La comida con Azucena, sus padres y sus amigos Noe, Jaime, María… fueron un intermedio de relajación y disfrute que continuó mientras ayudamos a Jaime a que nuestras fotos, tantas veces vistas en las paredes de nuestra casa, en los álbumes, fueran ocupando su sitio en Casa Funsiquin, para la exposición en la que revivían los rostros de hace treinta años de alumnos, vecinos, amigos.
Hacia las seis el local comenzó a llenarse, yo andaba algo despistada entre grupos de jóvenes que no conocía cuando oí: “mira, es papá”. Ese papá era Mario, uno de los alumnos de Alberto, y ahí comenzó un encuentro continuado durante toda la tarde con el pasado que era también el hoy, el ahora. Me fue invadiendo la emoción según íbamos encontrándonos con los rostros de alumnos de Alberto, las palabras, los gestos recuperados de los vecinos, de los amigos con los que compartíamos unas botellas de vino algunas tardes o con los que nos juntábamos los fines de semana en la terraza que acristalamos y en la que Ríos nos instaló una chimenea que ya no existe. Y ahí el resto de mi mundo desapareció, estaba en Gedrez, habían pasado treinta años pero ese lapso de tiempo se estrechaba hasta unir aquellos dos años con el presente.

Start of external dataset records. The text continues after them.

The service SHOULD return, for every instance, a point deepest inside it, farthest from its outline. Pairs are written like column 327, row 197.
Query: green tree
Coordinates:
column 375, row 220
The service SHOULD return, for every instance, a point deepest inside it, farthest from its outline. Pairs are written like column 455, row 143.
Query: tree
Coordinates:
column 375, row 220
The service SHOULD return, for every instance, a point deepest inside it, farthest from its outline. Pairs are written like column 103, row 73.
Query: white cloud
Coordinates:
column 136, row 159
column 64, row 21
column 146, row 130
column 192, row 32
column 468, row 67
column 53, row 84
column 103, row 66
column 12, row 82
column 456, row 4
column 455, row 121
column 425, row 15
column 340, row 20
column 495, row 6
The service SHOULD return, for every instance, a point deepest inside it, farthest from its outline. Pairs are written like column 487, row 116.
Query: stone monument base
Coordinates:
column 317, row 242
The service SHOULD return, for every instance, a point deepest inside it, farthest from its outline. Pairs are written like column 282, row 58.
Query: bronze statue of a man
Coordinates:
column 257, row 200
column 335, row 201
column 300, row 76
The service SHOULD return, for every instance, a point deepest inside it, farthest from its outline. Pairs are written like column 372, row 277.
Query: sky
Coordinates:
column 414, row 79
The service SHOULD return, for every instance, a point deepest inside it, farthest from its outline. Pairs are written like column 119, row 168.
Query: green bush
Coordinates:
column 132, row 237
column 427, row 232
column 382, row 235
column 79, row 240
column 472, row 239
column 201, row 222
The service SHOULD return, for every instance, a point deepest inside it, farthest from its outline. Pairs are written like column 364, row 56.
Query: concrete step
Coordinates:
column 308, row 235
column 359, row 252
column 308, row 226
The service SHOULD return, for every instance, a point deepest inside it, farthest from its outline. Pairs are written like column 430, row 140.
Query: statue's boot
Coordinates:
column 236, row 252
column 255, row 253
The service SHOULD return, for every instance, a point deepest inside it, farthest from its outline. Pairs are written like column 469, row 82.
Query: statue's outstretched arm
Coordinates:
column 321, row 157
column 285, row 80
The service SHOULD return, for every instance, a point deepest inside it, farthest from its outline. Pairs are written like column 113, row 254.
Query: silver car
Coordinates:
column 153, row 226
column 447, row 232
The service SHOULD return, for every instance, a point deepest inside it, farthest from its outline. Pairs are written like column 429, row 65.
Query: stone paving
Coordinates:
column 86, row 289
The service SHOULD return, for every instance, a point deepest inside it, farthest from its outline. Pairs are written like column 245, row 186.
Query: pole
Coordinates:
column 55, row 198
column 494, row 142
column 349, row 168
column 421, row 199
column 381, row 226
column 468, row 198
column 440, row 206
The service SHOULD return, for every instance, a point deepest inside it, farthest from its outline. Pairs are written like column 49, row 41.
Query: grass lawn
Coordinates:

Las anécdotas que contaban hicieron que los recuerdos perdidos durante todos estos años aparecieran de nuevo. Carlos y Esther que vivían frente a la escuela y que me proporcionaban las berzas que tanto echo de menos en estas tierras de secano, Mari Carmen, tan guapa como treinta años atrás, con Luciano, su hijo, del que yo apenas recordaba nada más que la foto en la que toda la familia posó junto a su tractor y que derrochaba afecto, simpatía y vitalidad.  La vitalidad de los que han optado por permanecer en el pueblo y que en las palabras y los ojos de Laureano y María José brotaba con un entusiasmo contagioso.
Y en esto apareció Higinio al que reconocí rápidamente, y después Segundo al que recordaba leyendo sentado en el colchón que servía de sofá. Y Sumil, sin su melena, con el pelo y la barba canosos pero resuelto y charlatán, seguro y radical como yo le recordaba.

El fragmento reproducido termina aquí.